Industrial consumers have reacted strongly as the costs linked to such a mechanism would end up being shouldered by consumers through electricity bills. At the opposite end, the owners of privately run thermal power stations support that it is unreasonable for them to be forced to cover the grid’s capacity and stability needs while incurring losses in the process.

In comments offered to energypress, an official at HAIPP, the Hellenic Association of Independent Power Producers – locally acronymed ESAI – noted that the association favors a cost recovery mechanism along the lines of models widely applied internationally, through mandatory consortiums, or gross pools, which compensate power stations forced to contribute to grids in cases where cost exceeds revenue.

“Isn’t it irrational for us to be forced to operate and be paid for the cost of lignite when we’re burning natural gas that remains 10 to 15 euros per MWh higher?” questioned the HAIPP official. “What we’re experiencing is the definition of consficatory conditions,” the official continued, citing the US regions of New York, New England, California, as well as Ireland, as exemplary cases where effective models are being applied.

The HAIPP official noted that the cost of a reintroduced Variable Cost Recovery Mechanism would be far lower than figures being reported over the past few days.

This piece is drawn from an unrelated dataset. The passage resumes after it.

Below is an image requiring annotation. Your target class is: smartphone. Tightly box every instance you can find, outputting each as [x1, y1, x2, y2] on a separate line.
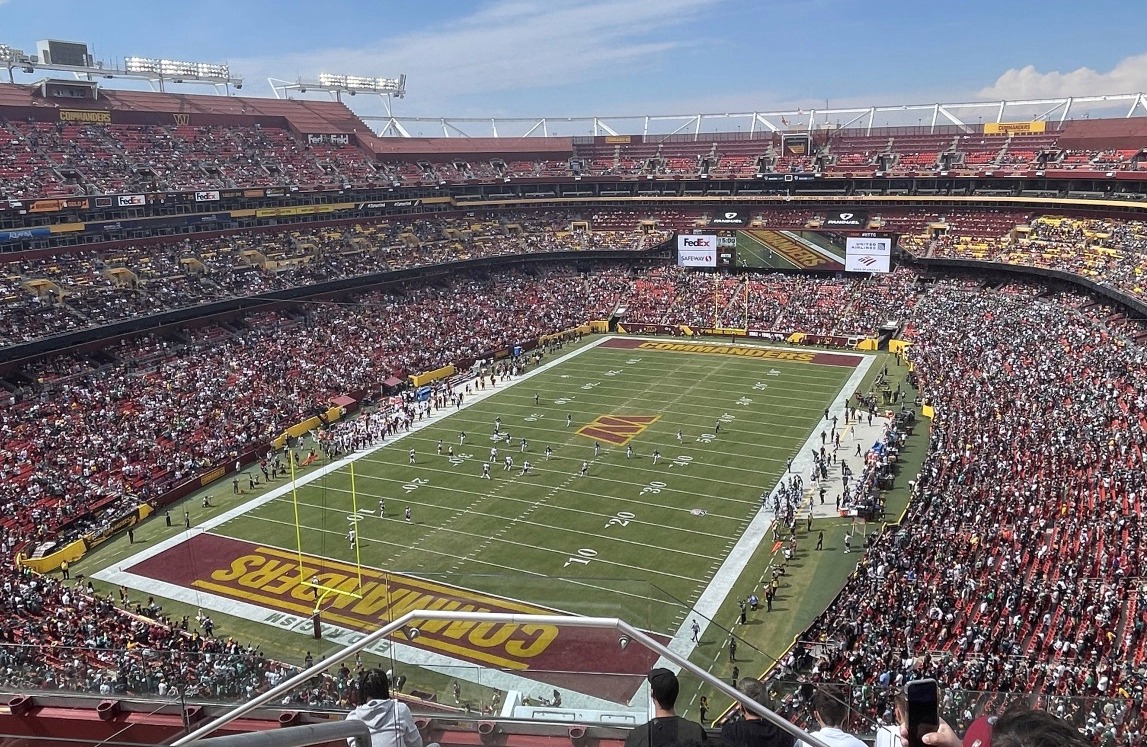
[905, 679, 939, 747]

“We’ve reading that the cost will end up being hundreds of millions of euros in benefits for private-sector producers, when, in reality, the mechanism’s cost for the first half of 2014, when it was applied before being abolished on July 1, 2014, amounted to 51.9 million euros, of which 34.2 million euros were received by PPC (Public Power Corporation) and 17.7 million euros by private-sector power stations,” the HAIPP official argued. “Had the mechanism also operated for the remaining six months of 2014, the additional cost would have amounted to about 32 million euros, and shared by PPC and private producers based on the aforementioned proportions.”

As highlighted by HAIPP officials, the mechanism’s abolishment failed to produce the desired results, these being an increase in lignite-fired power production and a reduction of the grid’s production costs.